Based on a study carried out by Lodigiani and his colleagues [15], the median of d-dimer level for survived patients was 353 ng/mL (μg/L), which increased to 529 ng/mL after 1 week compared to patients who passed away with a higher initial point of d-dimer at 869 ng/mL and 1494 ng/mL at the end of the week [15]. In this study, 98.1% of patients administered an increase in d-dimer, however, a significant cutoff was not identified. This finding differed from the study carried out by Tang and his colleagues [16], which indicated that an increased d-dimer level in COVID-19 patients was closely responsible for poor prognosis and higher mortality rate [16]. This could be due to a lack of samples for better understanding the relationship between an increase in d-dimer level and mortality outcome. The high d-dimer was suspected due to the inflammation in COVID-19 infection, which leads to the coagulation cascade. Therefore, the significance of mortality etiology was still inconclusive.

C-reactive protein or CRP serum was discovered to be an essential marker, which might change significantly in severe COVID-19 patients. CRP was a protein produced by the liver, which had a role as an initial marker of infection and inflammation. In this study, the elevated CRP was observed in 86% of severe COVID-19 patients and more than 60 mg/L of CRP was reported as a cut-off point and thrice tendency for higher mortality (OR: 3.025, 95% CI 0.931–9.827) (p: 0,08). This could be an important finding which differed from other studies considering a meta-analysis study conducted by Yassin and his colleagues [17] which demonstrated that CRP level was not different between stroke patients with COVID-19 and without COVID-19 infection [17].

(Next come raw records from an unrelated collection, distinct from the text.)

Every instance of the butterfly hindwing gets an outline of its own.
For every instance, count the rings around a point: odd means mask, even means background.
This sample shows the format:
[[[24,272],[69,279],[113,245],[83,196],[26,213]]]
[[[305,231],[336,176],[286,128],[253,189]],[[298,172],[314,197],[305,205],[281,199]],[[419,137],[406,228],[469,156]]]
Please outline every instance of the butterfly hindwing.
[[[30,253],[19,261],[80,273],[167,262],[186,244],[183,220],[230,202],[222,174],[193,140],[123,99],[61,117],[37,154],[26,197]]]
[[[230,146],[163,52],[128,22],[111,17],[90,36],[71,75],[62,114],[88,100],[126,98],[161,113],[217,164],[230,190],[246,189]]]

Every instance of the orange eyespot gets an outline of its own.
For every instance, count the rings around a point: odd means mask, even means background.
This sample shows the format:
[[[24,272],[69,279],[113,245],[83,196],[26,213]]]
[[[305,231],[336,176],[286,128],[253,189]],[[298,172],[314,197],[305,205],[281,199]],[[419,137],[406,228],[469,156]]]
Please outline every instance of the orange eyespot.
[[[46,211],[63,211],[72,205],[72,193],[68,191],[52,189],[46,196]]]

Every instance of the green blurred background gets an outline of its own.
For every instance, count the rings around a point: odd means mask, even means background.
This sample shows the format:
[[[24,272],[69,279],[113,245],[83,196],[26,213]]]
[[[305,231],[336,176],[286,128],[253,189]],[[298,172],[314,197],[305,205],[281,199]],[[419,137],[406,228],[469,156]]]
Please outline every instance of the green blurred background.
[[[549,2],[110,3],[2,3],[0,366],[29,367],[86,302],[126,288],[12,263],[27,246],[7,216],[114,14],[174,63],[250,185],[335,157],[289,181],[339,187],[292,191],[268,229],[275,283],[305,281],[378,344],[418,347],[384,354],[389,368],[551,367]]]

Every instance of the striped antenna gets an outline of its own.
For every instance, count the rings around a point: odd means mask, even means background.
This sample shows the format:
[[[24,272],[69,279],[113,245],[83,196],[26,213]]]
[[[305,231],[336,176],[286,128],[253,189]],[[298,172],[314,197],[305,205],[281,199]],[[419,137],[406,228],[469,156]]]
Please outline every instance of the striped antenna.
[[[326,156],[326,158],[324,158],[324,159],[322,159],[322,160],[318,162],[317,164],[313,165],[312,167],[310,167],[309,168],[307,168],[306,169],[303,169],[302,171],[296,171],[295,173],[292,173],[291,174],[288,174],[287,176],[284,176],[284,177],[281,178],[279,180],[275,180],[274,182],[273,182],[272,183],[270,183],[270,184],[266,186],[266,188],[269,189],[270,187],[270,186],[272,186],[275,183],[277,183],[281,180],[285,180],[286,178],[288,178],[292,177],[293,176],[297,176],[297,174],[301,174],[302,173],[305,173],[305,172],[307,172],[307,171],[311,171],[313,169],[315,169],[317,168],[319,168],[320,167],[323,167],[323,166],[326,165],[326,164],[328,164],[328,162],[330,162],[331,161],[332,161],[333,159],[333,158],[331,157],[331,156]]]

Fridman and his colleagues [8] stated that comorbidity plays an important role in determining the mortality of stroke patients with COVID-19 infection. This was in line with a finding which stated that hyperlipidemia patients were inclined to a higher mortality rate (p: 1.833, 95% CI 0.574–5.855) [8]. Meanwhile, for the other comorbidities, such as diabetes, this study indicated that there was no significant correlation between diabetes and stroke in COVID-19 patients and the mortality rate. In a study carried out by Jillella and his colleagues [18], it was concluded that, out of 13 stroke patients with COVID-19, 9 patients had diabetes with two of them were being in a prediabetic state [18]. Meanwhile, in a study conducted by Qureshi and his colleagues [10], 58 out of 103 (56.3%) stroke patients with COVID-19 infection, had diabetes, while there was 51.8% of non-COVID-19 stroke patients who had diabetes. Other comorbidities, such as hypertension, CKD, and CAD, did not demonstrate significant results in determining mortality in this study.

Conclusion

Age of the patients significantly affected the outcome in stroke patients with COVID-19, where the older the patients age, atrial fibrillation, and the more severe the COVID-19 infection, associated with worse outcome, and the higher the chance of mortality. The study also suggested that CRP of higher than 60 mg/L played an important role. Further studies with a higher sample number are required to better understand the pathophysiology behind these findings.